As for the backstory on how Quiñones-Pittman came to be the unofficial Tik Tok queen of the group, “It wasn’t until my sister, who is so young in spirit, but in her 50s, introduced me to it when she came and visited last Christmas,” she says. The chef began using it to make lighthearted videos, never seriously considering its power to unite.

COVID-19 changed everything. Sparked by a riff on a make-up brush challenge—“Someone would throw a brush, someone would catch it. And they would show themselves in quarantine clothing, and then put their make-up on and be all dressed up and pretty,” says Quiñones-Pittman—the idea for the video was born.

“People just see us in our chef coats. They only see us working hard, greasy hair, no make-up,” Quiñones-Pittman says. “What if we could show people what we really look like, even in quarantine? [It’s] a good excuse for us to get dressed up and feel like we’re going somewhere.”

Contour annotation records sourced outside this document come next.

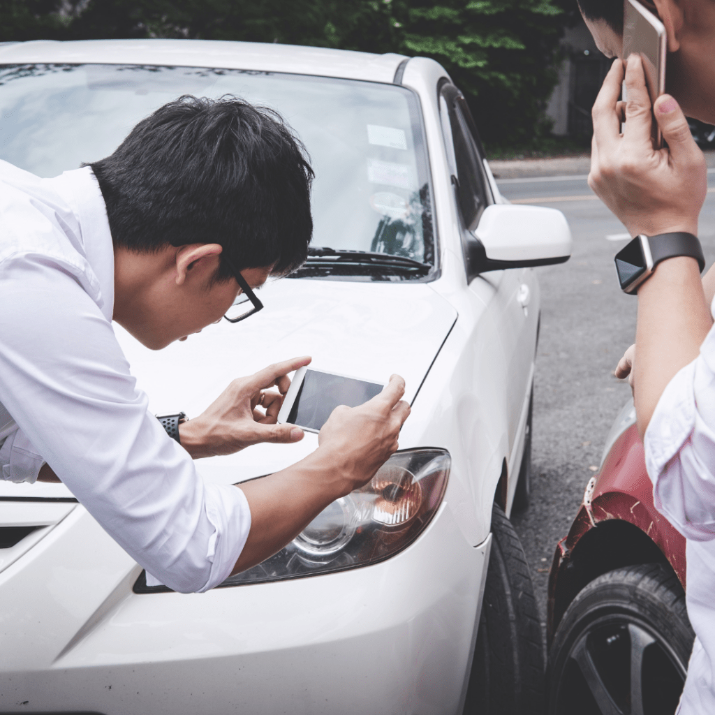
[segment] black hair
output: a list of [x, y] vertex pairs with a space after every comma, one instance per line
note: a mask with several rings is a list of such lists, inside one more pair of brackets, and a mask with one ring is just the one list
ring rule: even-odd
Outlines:
[[618, 34], [623, 34], [623, 0], [578, 0], [587, 20], [605, 20]]
[[[218, 243], [239, 270], [285, 275], [305, 260], [314, 177], [277, 112], [234, 97], [184, 95], [90, 164], [114, 245], [139, 253]], [[215, 280], [233, 275], [221, 261]]]

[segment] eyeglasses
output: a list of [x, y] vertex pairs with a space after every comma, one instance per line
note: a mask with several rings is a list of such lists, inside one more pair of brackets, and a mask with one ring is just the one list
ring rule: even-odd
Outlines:
[[246, 280], [241, 275], [240, 272], [231, 262], [231, 260], [226, 256], [223, 257], [226, 265], [233, 271], [234, 277], [241, 287], [241, 292], [236, 296], [236, 300], [233, 305], [228, 309], [228, 312], [224, 317], [229, 322], [238, 322], [258, 312], [263, 307], [263, 304], [256, 297], [256, 294], [251, 290], [251, 287], [246, 282]]

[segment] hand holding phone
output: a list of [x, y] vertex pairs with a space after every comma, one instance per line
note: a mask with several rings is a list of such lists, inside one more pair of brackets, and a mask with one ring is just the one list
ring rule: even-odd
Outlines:
[[[665, 25], [638, 0], [626, 0], [623, 3], [623, 59], [627, 61], [631, 54], [640, 54], [651, 105], [665, 94], [666, 51]], [[626, 94], [624, 82], [624, 101], [627, 99]], [[663, 135], [654, 117], [652, 122], [654, 145], [656, 149], [660, 149], [663, 146]]]

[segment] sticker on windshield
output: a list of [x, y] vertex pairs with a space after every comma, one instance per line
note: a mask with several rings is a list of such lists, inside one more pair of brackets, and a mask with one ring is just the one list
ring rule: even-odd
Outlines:
[[407, 215], [407, 202], [397, 194], [389, 191], [380, 191], [370, 197], [370, 205], [383, 216], [390, 218], [401, 219]]
[[412, 188], [412, 172], [408, 164], [393, 164], [377, 159], [368, 159], [368, 181], [371, 184], [385, 184], [400, 189]]
[[405, 130], [394, 127], [380, 127], [379, 124], [368, 124], [368, 141], [378, 147], [389, 147], [390, 149], [407, 149], [407, 139]]

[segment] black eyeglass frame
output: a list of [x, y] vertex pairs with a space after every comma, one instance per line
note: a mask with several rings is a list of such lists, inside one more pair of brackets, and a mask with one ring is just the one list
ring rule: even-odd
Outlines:
[[263, 304], [258, 300], [258, 296], [253, 292], [251, 287], [246, 282], [246, 279], [241, 275], [239, 270], [234, 265], [233, 262], [227, 256], [222, 257], [223, 260], [226, 262], [226, 265], [233, 271], [233, 277], [236, 279], [236, 282], [241, 287], [241, 290], [243, 291], [245, 295], [247, 296], [248, 300], [250, 300], [253, 305], [253, 310], [249, 311], [245, 315], [242, 315], [240, 317], [229, 317], [227, 315], [224, 315], [224, 317], [228, 320], [229, 322], [240, 322], [241, 320], [245, 320], [249, 315], [254, 315], [259, 310], [263, 307]]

The video gave them a chance to commune, virtually, against the backdrop of Taylor Swift’s “You Need to Calm Down,” which seems totally prescient, utterly of the moment, like a cri de coeur battle cry of the times (“You need to calm down. Just stop”). But the short clip was also a way to keep it genuine in this year in which everyone has been more honest and everything has felt so very real, our private lives upended in the most intimate ways.

“We didn’t want a lot of back and forth. We knew everyone was really busy. So we let Jeana decide for everybody [what would be thrown],” Quiñones-Pittman says. “Jeana was really instrumental in making sure everyone knew to grab the whisk from the left and toss to the right, or whatever.”

Edited by Jeana Johnson’s partner and pulled together in four or five days, it went viral (ish). Posted to Instagram on April 23, it garnered 1,069 views on Quiñones-Pittman’s account alone. And from hundreds to 3,000 on others.

It was cathartic. They heard back from friends and customers at a time when all were rocked by the shelter-in-place order.

“It was just emotional. I got emails and messages and texts from people all over the place saying how cool it is to see us being positive and energetic throughout everything,” Quiñones-Pittman says. “I think we watched it for a week. We were really wowed by it.”

Yes, we could reflect on social media, and the ways it’s shown itself to be a force for good during this crisis. The way it’s made us feel less alone. But maybe we don’t even need to.

“Doing the video allowed us to say, ‘Okay, it’s gonna be okay. We’re gonna get through this,’” McPherson says. Provost says the goal, if there was one, was “to bring a little smile. So I’m glad that it did that. That’s kind of like mission: accomplished.”

I dare you to watch it and not smile.